Monday, June 1, 2009

Two New Polls, One of them a Monster

Two new polls were released today, one by EKOS Research Associates and the other by Angus-Reid Strategies. The EKOS poll is a monster: 10,896 interviews taken between May 7 and May 28. The CBC has apparently signed a major deal with EKOS, as they will be releasing polling data every Thursday starting on June 11. Lots of fodder for the projection! Apparently, the polling data swung hard against the Conservatives when the news of the $50 billion deficit came out. It will be interesting to see what the polling numbers will be on June 11.

The Angus-Reid poll was conducted between May 28 and May 29 and included 1,002 interviews. The dominating headline on May 28 was the deficit, but on the 28th and the 29th the media was also reporting on the veiled Harper "tape" threat against Ignatieff, the wrong-doing of CTV in the Dion gaffe affair, and continued questions about the deficit and how much it would grow. To sum up, two bad days for the Conservatives.

Here are the results from the two polls, with EKOS first and Angus-Reid second:

Liberals - 33.5% / 33%
Conservatives - 32.3% / 31%
New Democrats - 15.1% / 17%
Greens - 10.4% / 7%
Bloc Quebecois - 8.7% / 9%

I love EKOS and their decimal-point polls. The consistency between these two polls is very good. But Angus-Reid was taken on the 28th and 29th while EKOS polled throughout the month. Considering the news that was hitting the Conservatives during the Angus-Reid poll, we shouldn't be surprised that the Conservatives have a worse result there. It is even possible that the NDP has benefited in the Angus-Reid poll from disaffected Conservatives who can't bring themselves to vote Liberal.

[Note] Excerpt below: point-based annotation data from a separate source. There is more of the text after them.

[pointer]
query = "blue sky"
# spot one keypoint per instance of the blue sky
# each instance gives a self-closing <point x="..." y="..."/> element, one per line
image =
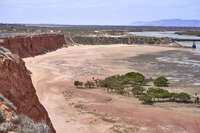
<point x="98" y="12"/>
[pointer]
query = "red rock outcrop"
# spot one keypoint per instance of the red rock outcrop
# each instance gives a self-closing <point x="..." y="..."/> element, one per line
<point x="16" y="85"/>
<point x="31" y="45"/>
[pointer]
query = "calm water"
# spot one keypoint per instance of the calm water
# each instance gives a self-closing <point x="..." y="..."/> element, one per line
<point x="169" y="34"/>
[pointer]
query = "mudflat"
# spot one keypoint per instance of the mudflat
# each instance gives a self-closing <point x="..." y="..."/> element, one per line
<point x="94" y="110"/>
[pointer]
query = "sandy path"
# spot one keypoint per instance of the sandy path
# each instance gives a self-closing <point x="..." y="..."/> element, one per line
<point x="54" y="72"/>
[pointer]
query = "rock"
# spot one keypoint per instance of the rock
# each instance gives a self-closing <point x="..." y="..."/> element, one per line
<point x="16" y="85"/>
<point x="31" y="45"/>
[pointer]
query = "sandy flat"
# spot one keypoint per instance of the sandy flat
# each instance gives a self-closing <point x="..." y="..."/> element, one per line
<point x="89" y="111"/>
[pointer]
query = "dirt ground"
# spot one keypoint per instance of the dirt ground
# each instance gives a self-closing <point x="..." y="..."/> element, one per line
<point x="93" y="110"/>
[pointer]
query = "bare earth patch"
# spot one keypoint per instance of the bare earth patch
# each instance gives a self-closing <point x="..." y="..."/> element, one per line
<point x="87" y="111"/>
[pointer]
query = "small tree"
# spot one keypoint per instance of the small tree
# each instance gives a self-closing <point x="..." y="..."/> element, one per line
<point x="146" y="99"/>
<point x="134" y="78"/>
<point x="161" y="82"/>
<point x="138" y="90"/>
<point x="78" y="84"/>
<point x="89" y="84"/>
<point x="184" y="97"/>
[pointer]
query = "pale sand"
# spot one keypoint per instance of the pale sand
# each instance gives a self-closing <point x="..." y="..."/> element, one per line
<point x="55" y="72"/>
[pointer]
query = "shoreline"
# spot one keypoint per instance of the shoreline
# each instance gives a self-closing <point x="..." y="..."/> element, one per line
<point x="54" y="73"/>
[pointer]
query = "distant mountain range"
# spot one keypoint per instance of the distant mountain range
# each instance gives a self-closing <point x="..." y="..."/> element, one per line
<point x="170" y="22"/>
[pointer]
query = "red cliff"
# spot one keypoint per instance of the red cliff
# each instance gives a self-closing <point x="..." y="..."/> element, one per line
<point x="16" y="84"/>
<point x="31" y="45"/>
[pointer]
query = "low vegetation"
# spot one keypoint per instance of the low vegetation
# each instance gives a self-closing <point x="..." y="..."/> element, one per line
<point x="134" y="83"/>
<point x="161" y="82"/>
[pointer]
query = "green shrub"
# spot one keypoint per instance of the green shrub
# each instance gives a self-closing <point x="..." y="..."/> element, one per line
<point x="161" y="82"/>
<point x="78" y="84"/>
<point x="158" y="93"/>
<point x="146" y="99"/>
<point x="89" y="84"/>
<point x="138" y="90"/>
<point x="183" y="97"/>
<point x="134" y="78"/>
<point x="26" y="125"/>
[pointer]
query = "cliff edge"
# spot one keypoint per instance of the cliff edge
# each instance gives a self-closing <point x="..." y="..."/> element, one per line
<point x="31" y="45"/>
<point x="16" y="85"/>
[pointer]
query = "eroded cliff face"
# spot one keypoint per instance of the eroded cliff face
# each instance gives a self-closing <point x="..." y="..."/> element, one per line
<point x="31" y="45"/>
<point x="16" y="85"/>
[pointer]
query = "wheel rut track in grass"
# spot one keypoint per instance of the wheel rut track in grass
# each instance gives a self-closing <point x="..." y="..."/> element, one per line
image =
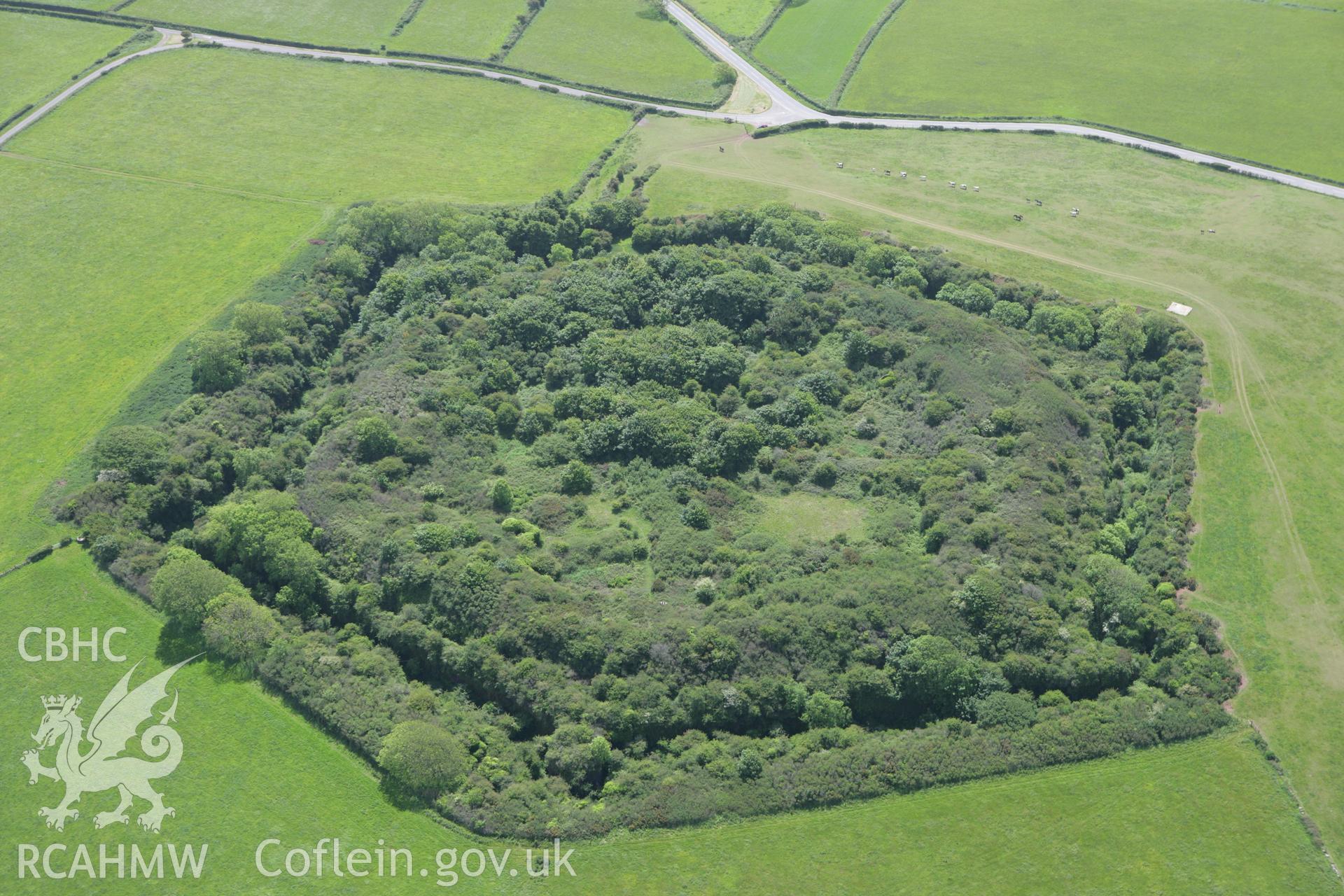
<point x="1238" y="359"/>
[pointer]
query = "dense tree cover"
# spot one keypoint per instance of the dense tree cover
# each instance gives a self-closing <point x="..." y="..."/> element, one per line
<point x="518" y="514"/>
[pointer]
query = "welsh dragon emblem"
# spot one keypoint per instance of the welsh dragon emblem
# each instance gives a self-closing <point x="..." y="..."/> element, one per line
<point x="105" y="764"/>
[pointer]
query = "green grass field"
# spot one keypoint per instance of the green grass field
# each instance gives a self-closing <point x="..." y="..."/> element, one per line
<point x="1018" y="834"/>
<point x="97" y="6"/>
<point x="344" y="23"/>
<point x="327" y="131"/>
<point x="102" y="277"/>
<point x="39" y="54"/>
<point x="804" y="514"/>
<point x="156" y="260"/>
<point x="1266" y="295"/>
<point x="1262" y="83"/>
<point x="473" y="29"/>
<point x="738" y="18"/>
<point x="811" y="45"/>
<point x="616" y="43"/>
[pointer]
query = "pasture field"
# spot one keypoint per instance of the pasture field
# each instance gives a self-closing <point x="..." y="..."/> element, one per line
<point x="323" y="131"/>
<point x="619" y="45"/>
<point x="473" y="29"/>
<point x="1266" y="304"/>
<point x="343" y="23"/>
<point x="102" y="276"/>
<point x="1154" y="808"/>
<point x="806" y="514"/>
<point x="738" y="18"/>
<point x="97" y="6"/>
<point x="812" y="43"/>
<point x="1261" y="83"/>
<point x="41" y="54"/>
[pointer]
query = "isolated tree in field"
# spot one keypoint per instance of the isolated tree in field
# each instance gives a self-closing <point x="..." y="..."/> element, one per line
<point x="424" y="758"/>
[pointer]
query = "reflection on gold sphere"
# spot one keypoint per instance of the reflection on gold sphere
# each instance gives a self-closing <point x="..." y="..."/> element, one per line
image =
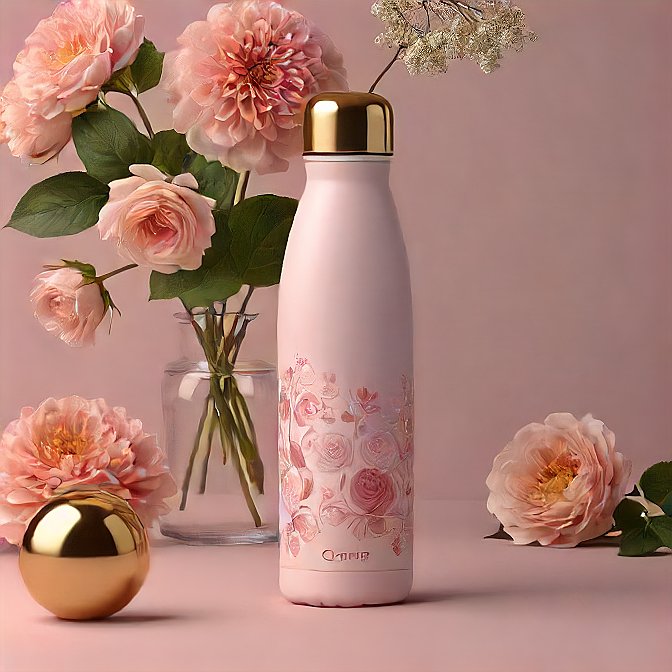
<point x="85" y="555"/>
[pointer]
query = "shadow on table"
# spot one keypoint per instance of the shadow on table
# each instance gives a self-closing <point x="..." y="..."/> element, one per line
<point x="137" y="618"/>
<point x="541" y="592"/>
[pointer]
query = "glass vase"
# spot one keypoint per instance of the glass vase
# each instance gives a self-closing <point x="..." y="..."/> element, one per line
<point x="220" y="434"/>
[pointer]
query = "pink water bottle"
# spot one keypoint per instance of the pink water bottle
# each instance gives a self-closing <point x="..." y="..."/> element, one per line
<point x="345" y="338"/>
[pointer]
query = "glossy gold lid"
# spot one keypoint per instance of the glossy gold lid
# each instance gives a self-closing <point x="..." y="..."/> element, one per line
<point x="349" y="123"/>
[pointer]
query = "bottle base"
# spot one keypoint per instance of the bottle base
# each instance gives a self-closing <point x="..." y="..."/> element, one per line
<point x="345" y="589"/>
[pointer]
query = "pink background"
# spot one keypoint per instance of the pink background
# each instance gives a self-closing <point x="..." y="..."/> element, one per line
<point x="535" y="209"/>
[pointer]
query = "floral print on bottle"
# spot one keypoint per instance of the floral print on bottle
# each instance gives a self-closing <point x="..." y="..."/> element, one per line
<point x="346" y="459"/>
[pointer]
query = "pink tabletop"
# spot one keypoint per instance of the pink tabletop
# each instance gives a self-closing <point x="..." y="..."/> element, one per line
<point x="477" y="605"/>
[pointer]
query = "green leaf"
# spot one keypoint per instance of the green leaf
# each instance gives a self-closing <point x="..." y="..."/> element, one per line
<point x="260" y="228"/>
<point x="638" y="542"/>
<point x="656" y="482"/>
<point x="147" y="67"/>
<point x="214" y="281"/>
<point x="170" y="152"/>
<point x="108" y="143"/>
<point x="500" y="534"/>
<point x="214" y="180"/>
<point x="666" y="505"/>
<point x="629" y="515"/>
<point x="62" y="205"/>
<point x="662" y="526"/>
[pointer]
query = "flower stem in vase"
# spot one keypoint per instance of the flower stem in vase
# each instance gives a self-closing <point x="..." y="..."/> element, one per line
<point x="233" y="438"/>
<point x="211" y="424"/>
<point x="194" y="452"/>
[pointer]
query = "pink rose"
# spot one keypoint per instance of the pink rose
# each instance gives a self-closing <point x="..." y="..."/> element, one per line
<point x="66" y="60"/>
<point x="74" y="442"/>
<point x="366" y="401"/>
<point x="241" y="79"/>
<point x="307" y="409"/>
<point x="334" y="451"/>
<point x="372" y="491"/>
<point x="305" y="524"/>
<point x="283" y="409"/>
<point x="558" y="483"/>
<point x="380" y="449"/>
<point x="67" y="309"/>
<point x="30" y="136"/>
<point x="155" y="222"/>
<point x="71" y="54"/>
<point x="295" y="485"/>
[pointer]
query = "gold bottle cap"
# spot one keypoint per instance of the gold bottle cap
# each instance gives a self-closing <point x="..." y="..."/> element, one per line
<point x="349" y="123"/>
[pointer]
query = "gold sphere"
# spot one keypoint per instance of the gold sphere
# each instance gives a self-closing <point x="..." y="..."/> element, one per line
<point x="85" y="555"/>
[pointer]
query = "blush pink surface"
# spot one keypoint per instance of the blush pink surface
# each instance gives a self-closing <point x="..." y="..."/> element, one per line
<point x="535" y="208"/>
<point x="477" y="605"/>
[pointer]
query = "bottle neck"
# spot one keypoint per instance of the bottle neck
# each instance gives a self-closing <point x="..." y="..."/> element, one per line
<point x="350" y="167"/>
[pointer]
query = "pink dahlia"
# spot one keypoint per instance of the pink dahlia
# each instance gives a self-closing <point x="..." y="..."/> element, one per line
<point x="559" y="482"/>
<point x="74" y="442"/>
<point x="241" y="79"/>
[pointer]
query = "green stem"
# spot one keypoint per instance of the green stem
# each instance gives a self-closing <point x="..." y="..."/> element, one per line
<point x="226" y="419"/>
<point x="211" y="425"/>
<point x="241" y="189"/>
<point x="386" y="70"/>
<point x="107" y="276"/>
<point x="192" y="458"/>
<point x="246" y="300"/>
<point x="142" y="113"/>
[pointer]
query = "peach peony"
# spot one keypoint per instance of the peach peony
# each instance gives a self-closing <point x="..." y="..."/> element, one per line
<point x="71" y="54"/>
<point x="65" y="62"/>
<point x="74" y="442"/>
<point x="67" y="309"/>
<point x="334" y="451"/>
<point x="30" y="136"/>
<point x="241" y="79"/>
<point x="372" y="491"/>
<point x="157" y="221"/>
<point x="558" y="483"/>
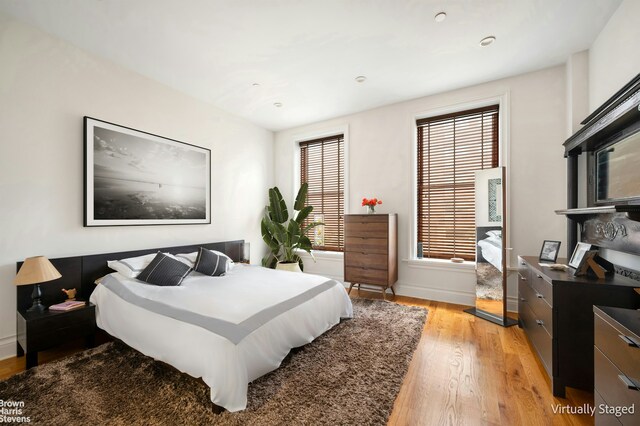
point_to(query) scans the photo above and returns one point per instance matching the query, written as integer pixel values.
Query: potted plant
(285, 236)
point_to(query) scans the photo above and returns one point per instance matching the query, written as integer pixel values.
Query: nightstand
(38, 331)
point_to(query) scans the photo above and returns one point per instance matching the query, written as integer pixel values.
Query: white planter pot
(291, 267)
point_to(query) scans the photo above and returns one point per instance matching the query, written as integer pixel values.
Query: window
(322, 167)
(451, 148)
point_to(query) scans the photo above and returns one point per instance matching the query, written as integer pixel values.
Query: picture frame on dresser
(132, 177)
(549, 251)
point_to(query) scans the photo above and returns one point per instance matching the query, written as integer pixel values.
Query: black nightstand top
(46, 314)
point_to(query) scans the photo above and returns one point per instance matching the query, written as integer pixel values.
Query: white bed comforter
(491, 249)
(227, 330)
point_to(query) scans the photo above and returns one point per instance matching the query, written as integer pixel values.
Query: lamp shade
(36, 270)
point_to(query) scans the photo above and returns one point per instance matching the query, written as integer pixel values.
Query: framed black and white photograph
(133, 177)
(549, 251)
(578, 257)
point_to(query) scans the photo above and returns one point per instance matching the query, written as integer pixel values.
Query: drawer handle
(629, 341)
(630, 384)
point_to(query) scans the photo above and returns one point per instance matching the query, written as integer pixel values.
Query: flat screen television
(617, 171)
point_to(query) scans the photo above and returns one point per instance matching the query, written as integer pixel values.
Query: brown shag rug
(349, 375)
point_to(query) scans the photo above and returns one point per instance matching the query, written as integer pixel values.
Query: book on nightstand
(67, 306)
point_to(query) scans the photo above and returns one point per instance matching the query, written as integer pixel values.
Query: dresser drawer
(609, 383)
(618, 346)
(366, 245)
(541, 286)
(541, 310)
(366, 276)
(366, 218)
(538, 336)
(366, 260)
(603, 419)
(366, 229)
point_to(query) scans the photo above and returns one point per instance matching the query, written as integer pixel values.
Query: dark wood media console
(556, 313)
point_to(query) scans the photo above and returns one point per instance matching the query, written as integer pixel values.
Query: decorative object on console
(578, 256)
(71, 293)
(371, 204)
(36, 270)
(549, 251)
(137, 178)
(285, 239)
(67, 306)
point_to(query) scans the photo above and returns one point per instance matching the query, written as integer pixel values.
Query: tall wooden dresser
(371, 250)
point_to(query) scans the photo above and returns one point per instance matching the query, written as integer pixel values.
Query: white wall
(613, 57)
(613, 62)
(381, 163)
(46, 87)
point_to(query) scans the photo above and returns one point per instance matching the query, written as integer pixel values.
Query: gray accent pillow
(210, 263)
(164, 271)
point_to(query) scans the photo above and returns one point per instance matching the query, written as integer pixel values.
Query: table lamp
(36, 270)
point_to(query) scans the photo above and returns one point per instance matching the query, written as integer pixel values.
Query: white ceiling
(306, 53)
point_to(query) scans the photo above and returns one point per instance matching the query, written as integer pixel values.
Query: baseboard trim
(465, 298)
(448, 296)
(7, 347)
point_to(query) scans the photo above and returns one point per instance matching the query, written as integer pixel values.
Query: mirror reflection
(490, 262)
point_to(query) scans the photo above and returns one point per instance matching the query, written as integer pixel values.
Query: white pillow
(192, 257)
(132, 266)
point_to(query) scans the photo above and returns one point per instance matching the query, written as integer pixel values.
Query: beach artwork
(136, 178)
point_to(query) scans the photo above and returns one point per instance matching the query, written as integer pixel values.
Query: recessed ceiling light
(487, 41)
(441, 16)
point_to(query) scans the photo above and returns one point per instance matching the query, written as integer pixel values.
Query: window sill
(323, 255)
(440, 264)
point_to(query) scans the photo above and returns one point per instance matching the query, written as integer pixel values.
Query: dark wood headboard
(80, 272)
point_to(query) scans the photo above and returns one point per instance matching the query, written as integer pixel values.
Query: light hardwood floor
(466, 371)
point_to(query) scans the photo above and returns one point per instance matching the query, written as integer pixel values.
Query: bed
(227, 330)
(491, 248)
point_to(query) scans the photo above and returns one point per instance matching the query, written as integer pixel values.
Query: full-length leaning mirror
(491, 257)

One thing seems clear: the Conservative attack ads haven't worked. The Liberal number might be a point or two lower than we've seen recently, so it is possible that the attack ads have managed to stop Liberal growth and maybe push some people away from the party. But two low numbers for the Conservatives demonstrates that the attack ads did not send anyone to the Tories, which is understandable. An attack ad doesn't necessarily, and in this case not at all, push people towards the party on the attack. Nothing in those Ignatieff ads tells the viewer to vote Conservative. Attack ads can, however, tell the viewer that the attacker plays dirty politics. It is quite possible that some viewers were turned off by Ignatieff because of the ads. But there is no indication that those viewers went to the Tories in droves. On the face of it, the ads have changed nothing.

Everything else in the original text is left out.